Lately, I seem to be out of words myself. But the present attack strategy that the Clinton campaign is employing to blunt the ongoing Obama overthrow got me thinking about words. The average American speaks about 15,000 words per day. An average #2 pencil will produce around 45,000 words. The Oxford-English unabridged dictionary is filled with over 400,000 words.
So Obama is “full of words” – an interesting tactic. I tend to agree, he is full of words, but the sentences he’s making with those words are far more effective than what we’ve seen from Clinton or McCain. When you think about a leader, one of the most important traits is to be able to effectively and consistently communicate a shared end-state in a compelling and engaging manner. Provided that leader also is able to identify and motivate expert talent, that leader despite experience level, can be very effective.
Four score and seven years ago our fathers brought forth on this continent a new nation, conceived in Liberty, and dedicated to the proposition that all men are created equal.
Now we are engaged in a great civil war, testing whether that nation, or any nation, so conceived and so dedicated, can long endure. We are met on a great battle-field of that war. We have come to dedicate a portion of that field, as a final resting place for those who here gave their lives that that nation might live. It is altogether fitting and proper that we should do this.
But, in a larger sense, we can not dedicate—we can not consecrate—we can not hallow—this ground. The brave men, living and dead, who struggled here, have consecrated it, far above our poor power to add or detract. The world will little note, nor long remember what we say here, but it can never forget what they did here. It is for us the living, rather, to be dedicated here to the unfinished work which they who fought here have thus far so nobly advanced.

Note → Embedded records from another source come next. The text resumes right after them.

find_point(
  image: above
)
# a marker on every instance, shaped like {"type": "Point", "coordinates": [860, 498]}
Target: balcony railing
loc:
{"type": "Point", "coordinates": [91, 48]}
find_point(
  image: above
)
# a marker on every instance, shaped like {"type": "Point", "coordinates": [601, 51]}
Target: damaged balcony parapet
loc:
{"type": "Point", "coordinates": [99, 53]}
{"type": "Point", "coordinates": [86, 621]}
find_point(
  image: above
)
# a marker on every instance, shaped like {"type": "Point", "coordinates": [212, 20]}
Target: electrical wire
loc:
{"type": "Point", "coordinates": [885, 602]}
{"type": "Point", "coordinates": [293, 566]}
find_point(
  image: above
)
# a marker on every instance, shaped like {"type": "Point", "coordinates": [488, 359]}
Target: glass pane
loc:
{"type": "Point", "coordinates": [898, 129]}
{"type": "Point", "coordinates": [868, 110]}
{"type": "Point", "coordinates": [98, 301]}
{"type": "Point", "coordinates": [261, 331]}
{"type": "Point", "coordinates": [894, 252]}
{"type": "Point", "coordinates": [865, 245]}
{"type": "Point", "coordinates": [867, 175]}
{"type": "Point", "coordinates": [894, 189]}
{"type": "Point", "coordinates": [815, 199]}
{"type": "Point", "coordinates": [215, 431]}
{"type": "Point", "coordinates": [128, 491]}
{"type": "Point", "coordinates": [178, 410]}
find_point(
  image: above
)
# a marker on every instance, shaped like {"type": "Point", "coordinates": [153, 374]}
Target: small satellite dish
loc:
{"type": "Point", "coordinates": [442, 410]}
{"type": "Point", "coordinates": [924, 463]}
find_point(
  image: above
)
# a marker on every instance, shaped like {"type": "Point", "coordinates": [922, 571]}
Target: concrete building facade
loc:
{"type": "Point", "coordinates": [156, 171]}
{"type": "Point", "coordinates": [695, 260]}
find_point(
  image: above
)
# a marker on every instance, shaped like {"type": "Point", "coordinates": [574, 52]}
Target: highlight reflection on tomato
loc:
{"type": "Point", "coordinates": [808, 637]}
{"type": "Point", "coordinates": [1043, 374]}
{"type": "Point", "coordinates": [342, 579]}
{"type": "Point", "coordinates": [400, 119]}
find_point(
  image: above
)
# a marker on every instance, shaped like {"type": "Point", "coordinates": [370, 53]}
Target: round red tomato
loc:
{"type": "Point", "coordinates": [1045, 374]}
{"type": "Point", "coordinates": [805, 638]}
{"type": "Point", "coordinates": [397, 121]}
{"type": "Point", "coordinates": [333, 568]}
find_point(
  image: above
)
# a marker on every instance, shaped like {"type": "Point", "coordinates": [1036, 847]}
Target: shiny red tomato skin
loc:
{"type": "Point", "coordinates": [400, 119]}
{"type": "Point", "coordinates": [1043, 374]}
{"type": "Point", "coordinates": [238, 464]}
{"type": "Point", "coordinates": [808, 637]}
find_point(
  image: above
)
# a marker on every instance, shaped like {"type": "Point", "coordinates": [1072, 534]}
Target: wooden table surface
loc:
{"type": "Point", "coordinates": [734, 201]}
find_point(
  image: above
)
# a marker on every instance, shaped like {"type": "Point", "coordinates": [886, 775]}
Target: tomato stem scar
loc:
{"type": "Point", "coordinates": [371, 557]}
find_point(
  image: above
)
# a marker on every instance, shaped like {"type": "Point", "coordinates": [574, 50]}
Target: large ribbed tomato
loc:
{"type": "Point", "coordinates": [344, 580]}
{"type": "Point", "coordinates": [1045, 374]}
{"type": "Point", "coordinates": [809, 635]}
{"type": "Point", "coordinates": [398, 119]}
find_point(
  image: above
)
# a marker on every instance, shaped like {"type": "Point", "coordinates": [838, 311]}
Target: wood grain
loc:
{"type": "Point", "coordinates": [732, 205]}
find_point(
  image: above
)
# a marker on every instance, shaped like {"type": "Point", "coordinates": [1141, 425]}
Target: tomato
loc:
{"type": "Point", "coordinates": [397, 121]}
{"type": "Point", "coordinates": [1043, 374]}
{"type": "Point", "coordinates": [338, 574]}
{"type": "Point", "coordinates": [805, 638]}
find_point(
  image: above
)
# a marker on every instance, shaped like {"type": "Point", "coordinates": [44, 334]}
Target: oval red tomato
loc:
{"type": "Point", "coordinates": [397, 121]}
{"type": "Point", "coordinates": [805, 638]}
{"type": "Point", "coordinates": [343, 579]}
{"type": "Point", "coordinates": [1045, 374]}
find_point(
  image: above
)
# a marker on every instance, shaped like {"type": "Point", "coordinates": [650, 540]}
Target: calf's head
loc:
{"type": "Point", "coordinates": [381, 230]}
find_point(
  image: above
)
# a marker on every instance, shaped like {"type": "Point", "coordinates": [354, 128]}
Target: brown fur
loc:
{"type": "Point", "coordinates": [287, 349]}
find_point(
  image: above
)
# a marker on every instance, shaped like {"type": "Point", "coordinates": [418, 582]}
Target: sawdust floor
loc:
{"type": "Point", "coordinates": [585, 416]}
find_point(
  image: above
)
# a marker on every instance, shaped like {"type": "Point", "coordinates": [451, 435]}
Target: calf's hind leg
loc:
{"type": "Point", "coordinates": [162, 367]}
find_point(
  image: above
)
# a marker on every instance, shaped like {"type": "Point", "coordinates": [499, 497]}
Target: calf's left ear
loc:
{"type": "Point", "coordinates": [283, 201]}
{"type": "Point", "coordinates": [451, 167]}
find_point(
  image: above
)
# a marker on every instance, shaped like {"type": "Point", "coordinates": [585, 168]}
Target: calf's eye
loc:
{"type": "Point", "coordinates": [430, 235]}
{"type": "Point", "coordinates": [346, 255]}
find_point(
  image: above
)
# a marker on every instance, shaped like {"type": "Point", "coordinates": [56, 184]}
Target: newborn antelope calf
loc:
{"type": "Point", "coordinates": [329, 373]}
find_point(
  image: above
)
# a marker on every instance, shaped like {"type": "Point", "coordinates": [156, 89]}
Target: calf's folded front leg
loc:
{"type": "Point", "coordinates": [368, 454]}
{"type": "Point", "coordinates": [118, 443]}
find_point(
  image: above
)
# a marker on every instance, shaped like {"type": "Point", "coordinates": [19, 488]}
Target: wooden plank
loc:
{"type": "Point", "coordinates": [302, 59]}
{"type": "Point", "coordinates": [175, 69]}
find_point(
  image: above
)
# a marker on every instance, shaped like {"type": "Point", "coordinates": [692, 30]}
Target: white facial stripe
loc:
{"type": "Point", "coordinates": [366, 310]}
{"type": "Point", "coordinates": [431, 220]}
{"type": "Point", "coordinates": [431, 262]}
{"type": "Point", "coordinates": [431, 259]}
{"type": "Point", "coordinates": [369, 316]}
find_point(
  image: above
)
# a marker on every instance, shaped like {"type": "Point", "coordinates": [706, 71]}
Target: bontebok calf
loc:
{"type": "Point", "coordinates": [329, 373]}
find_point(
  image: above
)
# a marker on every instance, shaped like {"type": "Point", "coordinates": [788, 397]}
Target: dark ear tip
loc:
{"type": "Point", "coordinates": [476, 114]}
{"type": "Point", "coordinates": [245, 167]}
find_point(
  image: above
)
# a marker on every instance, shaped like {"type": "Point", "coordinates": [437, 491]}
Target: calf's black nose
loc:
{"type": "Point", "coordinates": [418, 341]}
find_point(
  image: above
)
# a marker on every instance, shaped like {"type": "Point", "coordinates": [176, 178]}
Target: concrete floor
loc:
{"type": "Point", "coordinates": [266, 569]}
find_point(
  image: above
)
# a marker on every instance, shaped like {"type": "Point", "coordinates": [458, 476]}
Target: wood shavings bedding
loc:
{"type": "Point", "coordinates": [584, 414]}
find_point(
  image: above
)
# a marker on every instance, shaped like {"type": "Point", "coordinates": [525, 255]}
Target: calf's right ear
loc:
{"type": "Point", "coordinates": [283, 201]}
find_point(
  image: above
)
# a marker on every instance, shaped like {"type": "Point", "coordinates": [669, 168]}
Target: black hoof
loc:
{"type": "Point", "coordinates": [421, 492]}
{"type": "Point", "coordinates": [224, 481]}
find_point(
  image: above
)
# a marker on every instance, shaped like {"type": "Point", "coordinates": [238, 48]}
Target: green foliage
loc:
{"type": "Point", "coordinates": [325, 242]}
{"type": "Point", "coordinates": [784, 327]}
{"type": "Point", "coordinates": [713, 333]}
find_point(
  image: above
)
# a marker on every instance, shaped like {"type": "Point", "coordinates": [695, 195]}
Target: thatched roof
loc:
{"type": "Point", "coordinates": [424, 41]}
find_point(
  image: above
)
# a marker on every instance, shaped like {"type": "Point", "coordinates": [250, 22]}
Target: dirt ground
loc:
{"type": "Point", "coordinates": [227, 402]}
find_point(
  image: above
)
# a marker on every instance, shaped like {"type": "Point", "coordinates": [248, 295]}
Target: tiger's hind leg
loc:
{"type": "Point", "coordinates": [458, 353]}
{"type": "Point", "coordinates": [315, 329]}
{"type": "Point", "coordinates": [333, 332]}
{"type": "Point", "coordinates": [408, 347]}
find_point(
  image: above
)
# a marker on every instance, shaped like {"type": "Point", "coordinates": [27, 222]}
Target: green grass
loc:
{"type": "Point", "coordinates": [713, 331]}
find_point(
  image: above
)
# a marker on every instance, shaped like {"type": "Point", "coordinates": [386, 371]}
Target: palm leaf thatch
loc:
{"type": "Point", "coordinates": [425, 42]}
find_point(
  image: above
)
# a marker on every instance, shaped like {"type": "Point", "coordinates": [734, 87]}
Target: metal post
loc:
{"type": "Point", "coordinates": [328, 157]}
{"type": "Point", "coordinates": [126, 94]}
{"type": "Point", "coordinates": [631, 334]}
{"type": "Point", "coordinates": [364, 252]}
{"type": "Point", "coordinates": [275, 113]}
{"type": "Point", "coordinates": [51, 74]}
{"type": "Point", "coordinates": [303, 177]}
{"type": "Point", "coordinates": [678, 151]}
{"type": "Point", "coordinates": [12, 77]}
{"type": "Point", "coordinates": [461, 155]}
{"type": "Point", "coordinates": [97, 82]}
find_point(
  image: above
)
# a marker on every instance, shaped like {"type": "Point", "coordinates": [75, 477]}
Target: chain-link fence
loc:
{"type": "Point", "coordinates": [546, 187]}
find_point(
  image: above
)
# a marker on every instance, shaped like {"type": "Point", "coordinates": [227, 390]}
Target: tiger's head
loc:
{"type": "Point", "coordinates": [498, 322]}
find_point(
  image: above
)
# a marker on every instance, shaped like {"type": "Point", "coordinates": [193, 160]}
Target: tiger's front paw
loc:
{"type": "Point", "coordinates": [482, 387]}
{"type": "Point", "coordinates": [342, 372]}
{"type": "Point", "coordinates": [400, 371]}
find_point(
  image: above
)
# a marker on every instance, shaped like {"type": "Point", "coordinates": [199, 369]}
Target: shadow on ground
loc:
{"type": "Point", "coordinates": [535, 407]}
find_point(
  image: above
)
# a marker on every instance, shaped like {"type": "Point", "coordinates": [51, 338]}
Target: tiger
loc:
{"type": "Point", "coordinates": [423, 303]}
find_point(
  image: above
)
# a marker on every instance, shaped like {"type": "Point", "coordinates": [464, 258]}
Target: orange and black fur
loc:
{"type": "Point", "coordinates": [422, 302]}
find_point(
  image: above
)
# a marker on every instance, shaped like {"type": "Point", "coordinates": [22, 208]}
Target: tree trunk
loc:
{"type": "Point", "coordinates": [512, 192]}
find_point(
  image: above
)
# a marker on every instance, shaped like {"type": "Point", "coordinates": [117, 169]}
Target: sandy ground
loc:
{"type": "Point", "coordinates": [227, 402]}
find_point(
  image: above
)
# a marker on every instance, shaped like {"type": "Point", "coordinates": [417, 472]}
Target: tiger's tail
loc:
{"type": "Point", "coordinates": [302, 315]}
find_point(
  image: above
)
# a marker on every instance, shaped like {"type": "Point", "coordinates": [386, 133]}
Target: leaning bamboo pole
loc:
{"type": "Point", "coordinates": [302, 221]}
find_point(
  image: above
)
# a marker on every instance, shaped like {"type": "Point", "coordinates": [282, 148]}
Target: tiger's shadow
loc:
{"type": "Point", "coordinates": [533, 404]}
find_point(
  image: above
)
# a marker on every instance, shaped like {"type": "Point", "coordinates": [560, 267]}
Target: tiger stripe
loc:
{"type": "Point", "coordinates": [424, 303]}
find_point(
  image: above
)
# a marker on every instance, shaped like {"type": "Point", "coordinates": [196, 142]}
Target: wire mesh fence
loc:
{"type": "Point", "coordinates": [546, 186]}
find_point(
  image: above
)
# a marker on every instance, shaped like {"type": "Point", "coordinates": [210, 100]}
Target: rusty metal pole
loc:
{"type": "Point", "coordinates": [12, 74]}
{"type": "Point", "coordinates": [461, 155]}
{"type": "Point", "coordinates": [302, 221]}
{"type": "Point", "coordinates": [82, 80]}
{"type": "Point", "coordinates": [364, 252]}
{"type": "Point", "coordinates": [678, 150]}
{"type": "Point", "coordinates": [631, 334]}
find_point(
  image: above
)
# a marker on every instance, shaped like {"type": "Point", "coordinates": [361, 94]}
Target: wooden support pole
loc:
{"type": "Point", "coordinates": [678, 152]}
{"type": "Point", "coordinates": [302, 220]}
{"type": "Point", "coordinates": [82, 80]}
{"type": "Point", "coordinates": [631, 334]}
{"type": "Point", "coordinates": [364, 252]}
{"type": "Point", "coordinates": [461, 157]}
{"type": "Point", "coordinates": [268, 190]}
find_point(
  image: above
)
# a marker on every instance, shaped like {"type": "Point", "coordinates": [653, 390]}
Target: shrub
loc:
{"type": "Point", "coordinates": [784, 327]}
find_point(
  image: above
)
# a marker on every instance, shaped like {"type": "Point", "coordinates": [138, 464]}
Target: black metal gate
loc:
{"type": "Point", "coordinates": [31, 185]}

It is rather for us to be here dedicated to the great task remaining before us—that from these honored dead we take increased devotion to that cause for which they gave the last full measure of devotion—that we here highly resolve that these dead shall not have died in vain—that this nation, under God, shall have a new birth of freedom—and that government of the people, by the people, for the people, shall not perish from the earth.
As the Gettysburg Address at merely 272 words demonstrates, a few well-placed words can change the world. Good luck with that attack tactic Hillary…we’ll see if it works out for you.